Counselors’ Take on Kindness Week


Mae King

Despite the rise in mental health issues due to the pandemic, Kindness Week reminds students that they are supported by staff members and peers.

Sydney Gaw, Staff Writer

Between Feb. 21-25, UHS hosted Kindness Week, a week dedicated to spreading kindness and positivity across campus. The event focused on giving students an outlet to share positive messages with each other while also touching on the greater impact of mental health on campus.

According to the UHS counseling staff, initiatives like Kindness Week are important for reminding students of the on-campus support system they have.

“I think it’s really great that our school puts on something to address kindness,” counselor Ms. Angelique Strausheim said. “[Kindness] is still a really big aspect of high school . . . and spreading the message of being kind and making people feel like they belong is great.”

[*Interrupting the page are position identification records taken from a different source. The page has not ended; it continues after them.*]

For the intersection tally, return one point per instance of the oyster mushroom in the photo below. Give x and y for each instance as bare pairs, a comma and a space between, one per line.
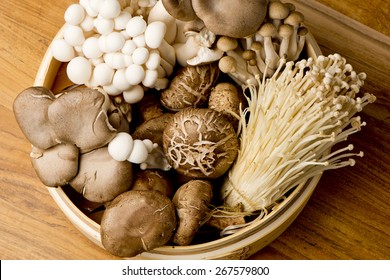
57, 165
192, 202
137, 221
200, 143
100, 177
79, 117
30, 108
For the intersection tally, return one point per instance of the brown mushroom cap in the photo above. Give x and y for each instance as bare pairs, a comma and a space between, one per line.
100, 177
30, 108
180, 9
137, 221
78, 117
226, 99
153, 129
57, 165
156, 180
190, 87
200, 143
232, 18
192, 202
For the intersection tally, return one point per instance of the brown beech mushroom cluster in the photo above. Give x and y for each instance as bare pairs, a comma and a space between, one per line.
281, 37
222, 17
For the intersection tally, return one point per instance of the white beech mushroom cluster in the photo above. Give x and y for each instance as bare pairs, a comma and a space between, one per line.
185, 65
115, 45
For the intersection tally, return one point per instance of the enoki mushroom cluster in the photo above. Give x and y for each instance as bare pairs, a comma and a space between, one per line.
293, 120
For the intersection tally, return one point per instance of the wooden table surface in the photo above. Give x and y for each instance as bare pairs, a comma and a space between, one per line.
348, 214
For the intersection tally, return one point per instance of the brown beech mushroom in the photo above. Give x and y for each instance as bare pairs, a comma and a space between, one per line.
100, 177
79, 117
156, 180
190, 87
232, 18
200, 143
192, 202
57, 165
30, 108
137, 221
226, 99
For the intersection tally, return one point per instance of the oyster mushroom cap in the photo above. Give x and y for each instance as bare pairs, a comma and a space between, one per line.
79, 117
100, 177
137, 221
192, 202
57, 165
200, 143
30, 108
232, 18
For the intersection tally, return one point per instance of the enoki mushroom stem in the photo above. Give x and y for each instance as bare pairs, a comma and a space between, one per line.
293, 120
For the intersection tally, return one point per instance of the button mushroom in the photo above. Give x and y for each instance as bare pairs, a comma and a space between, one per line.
137, 221
200, 143
192, 202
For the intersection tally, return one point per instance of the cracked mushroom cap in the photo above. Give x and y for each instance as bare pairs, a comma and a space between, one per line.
232, 18
200, 143
137, 221
192, 202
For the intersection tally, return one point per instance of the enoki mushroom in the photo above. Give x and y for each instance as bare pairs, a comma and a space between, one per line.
293, 120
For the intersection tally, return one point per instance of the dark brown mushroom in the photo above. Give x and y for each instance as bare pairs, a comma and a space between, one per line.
100, 177
137, 221
57, 165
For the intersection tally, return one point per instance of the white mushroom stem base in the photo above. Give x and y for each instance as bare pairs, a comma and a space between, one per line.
144, 152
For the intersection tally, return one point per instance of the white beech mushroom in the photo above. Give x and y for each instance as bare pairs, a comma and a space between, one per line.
100, 177
200, 143
192, 202
190, 87
144, 152
55, 166
137, 221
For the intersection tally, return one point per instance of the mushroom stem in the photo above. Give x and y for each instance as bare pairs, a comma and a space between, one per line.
302, 32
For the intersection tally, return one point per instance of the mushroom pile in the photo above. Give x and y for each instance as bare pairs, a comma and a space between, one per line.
153, 127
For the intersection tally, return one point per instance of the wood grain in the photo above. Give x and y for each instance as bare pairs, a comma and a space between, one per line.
348, 214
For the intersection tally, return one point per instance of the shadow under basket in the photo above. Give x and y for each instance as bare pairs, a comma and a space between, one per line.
239, 245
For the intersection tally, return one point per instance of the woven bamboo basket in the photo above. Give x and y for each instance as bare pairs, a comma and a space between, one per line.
240, 245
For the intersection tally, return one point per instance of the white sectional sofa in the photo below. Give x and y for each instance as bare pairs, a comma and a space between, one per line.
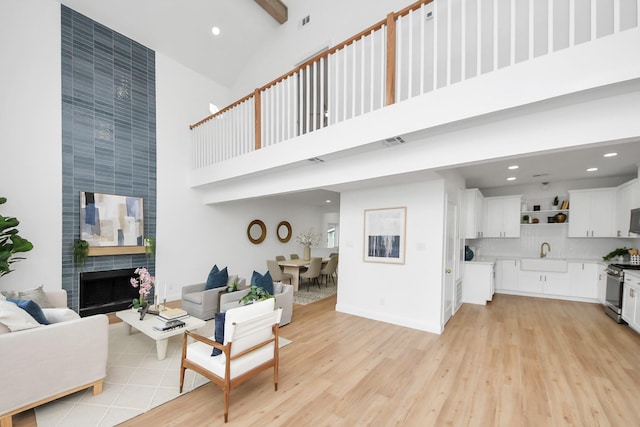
47, 362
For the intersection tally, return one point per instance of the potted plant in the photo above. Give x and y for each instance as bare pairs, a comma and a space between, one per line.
10, 242
80, 252
256, 293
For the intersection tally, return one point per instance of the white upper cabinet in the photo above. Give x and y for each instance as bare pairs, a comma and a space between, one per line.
502, 216
627, 198
475, 213
592, 212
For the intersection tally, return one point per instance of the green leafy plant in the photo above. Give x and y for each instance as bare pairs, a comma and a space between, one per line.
256, 293
80, 252
616, 252
10, 242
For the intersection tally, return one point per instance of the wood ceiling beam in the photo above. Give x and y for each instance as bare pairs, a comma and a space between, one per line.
276, 9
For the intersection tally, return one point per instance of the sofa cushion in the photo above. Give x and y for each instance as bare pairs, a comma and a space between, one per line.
265, 282
57, 315
15, 318
219, 332
32, 308
35, 294
217, 279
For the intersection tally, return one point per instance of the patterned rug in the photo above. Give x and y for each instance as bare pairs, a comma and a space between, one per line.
136, 382
304, 297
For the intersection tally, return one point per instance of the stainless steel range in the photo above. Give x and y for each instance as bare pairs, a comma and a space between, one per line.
615, 279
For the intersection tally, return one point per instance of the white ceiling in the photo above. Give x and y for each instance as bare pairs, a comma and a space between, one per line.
181, 30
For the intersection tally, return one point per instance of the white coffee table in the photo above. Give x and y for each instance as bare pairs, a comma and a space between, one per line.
131, 319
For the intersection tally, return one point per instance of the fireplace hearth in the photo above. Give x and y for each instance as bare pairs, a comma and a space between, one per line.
106, 291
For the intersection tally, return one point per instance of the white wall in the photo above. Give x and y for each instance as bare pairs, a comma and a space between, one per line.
409, 294
31, 123
332, 21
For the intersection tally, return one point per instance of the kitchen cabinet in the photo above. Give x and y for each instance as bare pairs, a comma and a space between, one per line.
602, 284
502, 216
474, 213
548, 283
631, 301
507, 274
592, 212
627, 198
583, 279
478, 282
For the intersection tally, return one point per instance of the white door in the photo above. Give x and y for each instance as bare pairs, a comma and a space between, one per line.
449, 262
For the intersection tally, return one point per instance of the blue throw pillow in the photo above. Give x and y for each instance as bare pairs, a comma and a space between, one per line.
32, 308
219, 332
217, 279
265, 282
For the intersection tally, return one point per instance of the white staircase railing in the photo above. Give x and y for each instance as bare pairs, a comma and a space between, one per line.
426, 46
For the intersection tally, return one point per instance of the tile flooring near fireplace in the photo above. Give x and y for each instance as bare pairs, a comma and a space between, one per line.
136, 382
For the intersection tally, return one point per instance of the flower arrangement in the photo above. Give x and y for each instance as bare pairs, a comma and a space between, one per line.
308, 238
256, 293
144, 282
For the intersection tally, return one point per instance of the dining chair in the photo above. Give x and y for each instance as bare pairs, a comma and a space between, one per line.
313, 272
276, 274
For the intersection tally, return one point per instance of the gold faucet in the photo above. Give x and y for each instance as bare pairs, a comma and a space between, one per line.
542, 252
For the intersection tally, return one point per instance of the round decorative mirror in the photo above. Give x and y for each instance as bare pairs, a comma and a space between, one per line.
284, 231
257, 231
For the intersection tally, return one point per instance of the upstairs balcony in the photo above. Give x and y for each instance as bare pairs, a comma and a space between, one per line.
435, 63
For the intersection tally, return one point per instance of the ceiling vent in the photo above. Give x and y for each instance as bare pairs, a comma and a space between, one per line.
390, 142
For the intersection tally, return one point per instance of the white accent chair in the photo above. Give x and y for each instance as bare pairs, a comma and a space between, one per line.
250, 347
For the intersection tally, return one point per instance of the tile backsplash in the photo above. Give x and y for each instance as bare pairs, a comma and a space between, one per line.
532, 236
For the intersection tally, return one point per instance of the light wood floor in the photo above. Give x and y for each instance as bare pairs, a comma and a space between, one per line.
515, 362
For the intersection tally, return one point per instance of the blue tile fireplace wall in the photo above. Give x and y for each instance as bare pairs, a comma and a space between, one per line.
108, 133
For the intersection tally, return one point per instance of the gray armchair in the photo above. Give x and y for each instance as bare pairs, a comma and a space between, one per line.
284, 300
204, 304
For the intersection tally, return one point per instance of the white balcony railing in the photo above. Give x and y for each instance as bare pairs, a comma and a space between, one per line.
427, 46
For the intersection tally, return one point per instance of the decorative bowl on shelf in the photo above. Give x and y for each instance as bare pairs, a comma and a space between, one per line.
560, 217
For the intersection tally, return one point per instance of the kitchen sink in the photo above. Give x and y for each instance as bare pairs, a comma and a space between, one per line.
543, 264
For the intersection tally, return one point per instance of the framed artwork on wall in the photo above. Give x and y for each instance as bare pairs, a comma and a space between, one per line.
112, 224
385, 235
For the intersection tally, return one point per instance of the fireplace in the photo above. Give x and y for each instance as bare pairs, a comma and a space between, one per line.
106, 291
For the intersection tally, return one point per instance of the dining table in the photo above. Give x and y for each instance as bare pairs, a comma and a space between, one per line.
293, 266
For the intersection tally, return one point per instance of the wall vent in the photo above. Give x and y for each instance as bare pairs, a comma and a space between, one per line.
390, 142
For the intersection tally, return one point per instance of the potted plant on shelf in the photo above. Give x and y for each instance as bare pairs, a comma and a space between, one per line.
308, 239
144, 282
256, 293
10, 242
80, 252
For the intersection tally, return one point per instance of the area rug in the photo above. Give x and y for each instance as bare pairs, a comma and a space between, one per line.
304, 297
136, 382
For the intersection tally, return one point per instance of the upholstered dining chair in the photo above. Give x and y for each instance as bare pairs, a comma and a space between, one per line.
329, 269
276, 274
250, 346
313, 272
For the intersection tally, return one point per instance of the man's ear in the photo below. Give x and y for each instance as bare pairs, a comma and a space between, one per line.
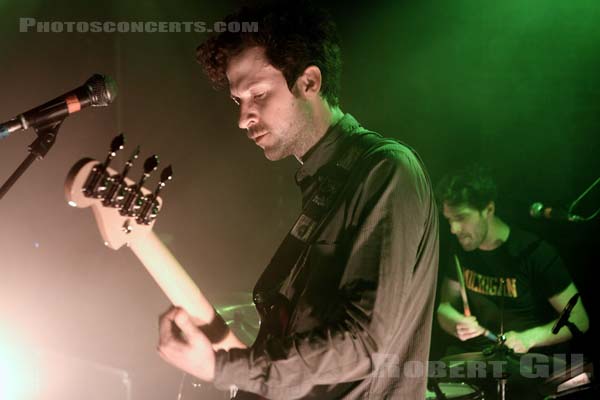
309, 83
490, 208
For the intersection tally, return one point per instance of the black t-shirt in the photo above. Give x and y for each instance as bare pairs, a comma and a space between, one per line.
519, 277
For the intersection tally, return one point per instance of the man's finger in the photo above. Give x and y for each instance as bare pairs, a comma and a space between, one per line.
165, 327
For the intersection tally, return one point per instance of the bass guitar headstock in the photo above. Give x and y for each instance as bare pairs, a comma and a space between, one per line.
125, 210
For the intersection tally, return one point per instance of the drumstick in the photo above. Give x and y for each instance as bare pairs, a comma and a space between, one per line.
463, 294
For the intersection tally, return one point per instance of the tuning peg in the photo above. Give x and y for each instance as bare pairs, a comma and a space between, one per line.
151, 207
99, 181
165, 176
117, 144
134, 156
119, 190
150, 166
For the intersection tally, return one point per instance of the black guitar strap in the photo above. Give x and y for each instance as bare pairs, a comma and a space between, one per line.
331, 178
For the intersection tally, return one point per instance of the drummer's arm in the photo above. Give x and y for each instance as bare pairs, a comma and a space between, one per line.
450, 318
542, 335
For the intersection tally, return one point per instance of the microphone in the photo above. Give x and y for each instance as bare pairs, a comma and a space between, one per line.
566, 313
98, 91
539, 210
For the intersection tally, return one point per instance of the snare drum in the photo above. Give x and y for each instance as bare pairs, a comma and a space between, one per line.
456, 391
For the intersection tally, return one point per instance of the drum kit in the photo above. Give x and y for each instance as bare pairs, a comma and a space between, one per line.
502, 374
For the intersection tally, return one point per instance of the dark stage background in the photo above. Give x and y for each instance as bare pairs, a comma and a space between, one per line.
513, 85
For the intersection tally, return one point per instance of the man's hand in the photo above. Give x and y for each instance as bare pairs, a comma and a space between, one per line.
468, 328
184, 346
520, 342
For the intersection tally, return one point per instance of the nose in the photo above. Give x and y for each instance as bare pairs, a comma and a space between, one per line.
248, 116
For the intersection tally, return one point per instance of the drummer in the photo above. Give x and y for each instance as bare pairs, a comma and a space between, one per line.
500, 267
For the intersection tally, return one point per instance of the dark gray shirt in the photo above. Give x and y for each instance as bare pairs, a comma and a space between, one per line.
362, 310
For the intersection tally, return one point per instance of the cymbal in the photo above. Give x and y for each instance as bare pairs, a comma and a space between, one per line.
496, 361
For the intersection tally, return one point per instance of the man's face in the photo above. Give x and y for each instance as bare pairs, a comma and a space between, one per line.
468, 224
274, 117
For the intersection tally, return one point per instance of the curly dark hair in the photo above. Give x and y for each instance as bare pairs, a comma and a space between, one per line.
294, 36
472, 185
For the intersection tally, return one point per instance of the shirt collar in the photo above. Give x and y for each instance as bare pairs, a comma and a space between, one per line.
323, 151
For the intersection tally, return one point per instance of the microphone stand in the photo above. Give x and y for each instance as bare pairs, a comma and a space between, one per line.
37, 150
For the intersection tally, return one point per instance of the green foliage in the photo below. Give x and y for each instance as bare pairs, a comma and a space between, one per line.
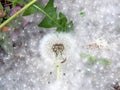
51, 18
5, 42
20, 2
95, 60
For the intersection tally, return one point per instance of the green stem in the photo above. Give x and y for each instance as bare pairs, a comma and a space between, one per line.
41, 10
17, 13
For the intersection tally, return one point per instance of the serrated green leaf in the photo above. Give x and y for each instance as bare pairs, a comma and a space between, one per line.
52, 20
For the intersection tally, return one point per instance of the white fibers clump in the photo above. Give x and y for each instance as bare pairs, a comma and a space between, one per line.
50, 41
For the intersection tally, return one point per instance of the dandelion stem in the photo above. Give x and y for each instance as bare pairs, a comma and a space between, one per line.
58, 70
17, 13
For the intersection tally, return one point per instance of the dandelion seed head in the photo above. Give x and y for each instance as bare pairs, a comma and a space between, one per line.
56, 43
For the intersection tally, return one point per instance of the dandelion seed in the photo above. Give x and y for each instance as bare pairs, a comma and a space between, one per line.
56, 44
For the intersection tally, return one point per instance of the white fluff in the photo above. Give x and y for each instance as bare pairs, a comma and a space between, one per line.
56, 38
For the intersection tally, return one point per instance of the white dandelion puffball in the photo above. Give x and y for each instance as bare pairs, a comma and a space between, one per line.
63, 41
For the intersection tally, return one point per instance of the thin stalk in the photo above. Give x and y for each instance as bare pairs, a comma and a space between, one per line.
41, 10
17, 13
58, 70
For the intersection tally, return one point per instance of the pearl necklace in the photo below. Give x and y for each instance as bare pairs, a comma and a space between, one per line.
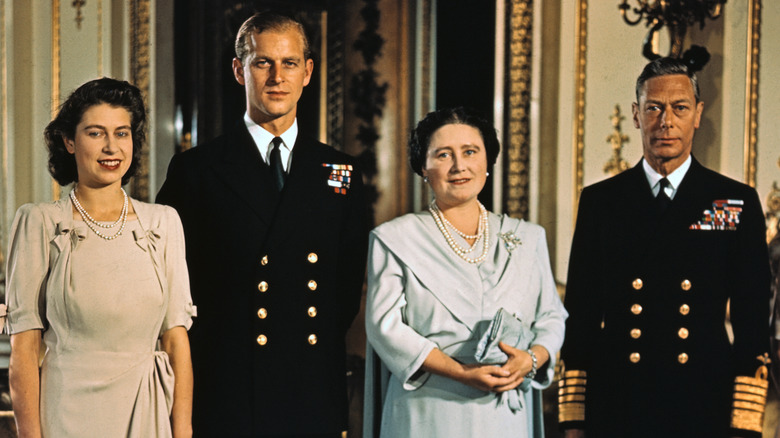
483, 233
93, 224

The message of Kindness Week is one that prevails throughout the year, even though students may feel isolated at times. Despite the rise in mental health issues due to the pandemic, Kindness Week reminds students that they are supported by staff members and peers.

“I think initiatives like Kindness Week are beneficial for students as they allow students to connect on campus outside of their classes and help show students that there are peers and adults on campus who care for them and want them to feel special,” counselor Mr. Nate Schoch said. “It is important for students to think of how they can help their peers not just during these weeks, but all year round.”

In addition to spreading kindness to others, the counselors also stress the importance of prioritizing one’s own mental well-being.

“A lot of times we’re just so busy that we could benefit from a reminder to think of others, be kind, be welcoming,” counselor Ms. Hanna Addessi said. “At the same time, self care is also a very important part of being there for others. It’s really hard to take care of others if you’re not taking care of yourself and being kind to yourself first.”

According to Ms. Addessi, the key to maintaining good mental health is by having a balance between academics and other extracurricular activities. The counselors are no stranger to UHS’ competitive environment and they advise against the tendency of students to overbook their schedule with extracurriculars or AP classes.

“You have to keep in mind what’s best for you and how you can stay balanced,” Ms. Addessi said. “It’s hard to operate in a competitive environment like Uni’s, but knowing your capabilities and your limits—that’s what’s going to help you the most.”

In addition to the activities advertised during Kindness Week, students can continue to contribute to positivity on campus by visiting their counselors and staying connected with their peers.

“Connecting with their school counselor or campus groups like Hope Squad can be helpful,” Mr. Schoch said. “When there are similar types of events on campus, students should make sure to make them part of their day so they can offer support and kindness to others. That’s also something they can do any day of the week, not just when events are planned.”